The code renders a fairly realistic rotating earth endowed with an equator. Our ziggurat programs have (hopefully) prepared us to take in the rotation behavior at a glance, but the texture and the red equatorial circle are new.
function createEarth(radius=2, rps, earthTexture) {
let geom = new THREE.SphereGeometry(radius, 48, 48);
let texture = getTexture(earthTexture);
let matArgs = {map: texture, specular: 0xFF9999, shininess: 10};
let mat = new THREE.MeshPhongMaterial(matArgs);
let earth = new THREE.Mesh(geom, mat);
// equator
let eqargs = {color: 0xff0000};
let eps = 0.001;
let equator = createCircle(radius + eps, eqargs);
earth.add(equator);
// behavior
earth.rps = rps;
earth.update = makeSpin(1);
subject.register(earth);
return earth;
}
A texture is an image that gets mapped to a surface. Here’s the image we use:
To apply this image to the surface of a sphere, we use a default mapping while ensuring that the image’s edges get clamped to the edges of the sphere’s mesh, both horizontally and vertically. (Being a closed surface, a sphere has no edges, but the mesh used to represent the sphere does have edges.) To obtain the texture, we load it from an image file named src.

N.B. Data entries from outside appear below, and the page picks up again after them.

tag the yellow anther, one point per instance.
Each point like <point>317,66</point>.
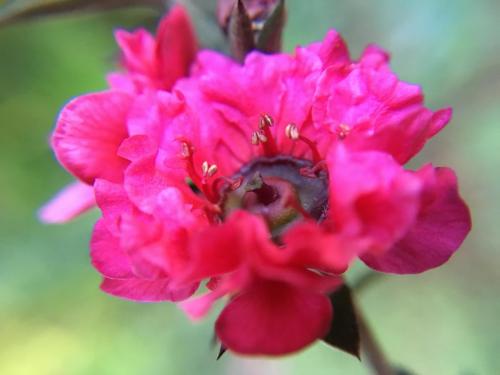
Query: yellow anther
<point>343,131</point>
<point>212,170</point>
<point>266,121</point>
<point>255,138</point>
<point>292,132</point>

function getTexture(src) {
let texture = new THREE.TextureLoader().load(src);
texture.wrapS = THREE.ClampToEdgeWrapping;
texture.wrapT = THREE.ClampToEdgeWrapping;
return texture;
}
The equator is represented by a red circle that hovers slightly above the actual equator. We build the equator by calling this function:
function createCircle(radius, matargs={}) {
let mat = new THREE.LineBasicMaterial(matargs);
let geom = new THREE.CircleGeometry(radius, 48);
geom.vertices.shift(); // get rid of center vertex
let circle = new THREE.LineLoop(geom, mat);
circle.rotation.x = Math.PI / 2;
return circle;
}
The circle’s geometry is built from the call to CircleGeometry (line 3) which returns the geometry of a filled n-sided regular polygon. This geometry contains n+1 vertices: the first vertex lies at the center of the polygon, and the remaining ones are the polygon’s n vertices. To turn this into a cycle of n vertices approximating a circle, we excise the first vertex (line 4) and build a (closed) loop on the resulting geometry. Lastly, we rotate this loop from the xy-plane into the xz-plane in which our not-yet-tilted earth’s equator lies.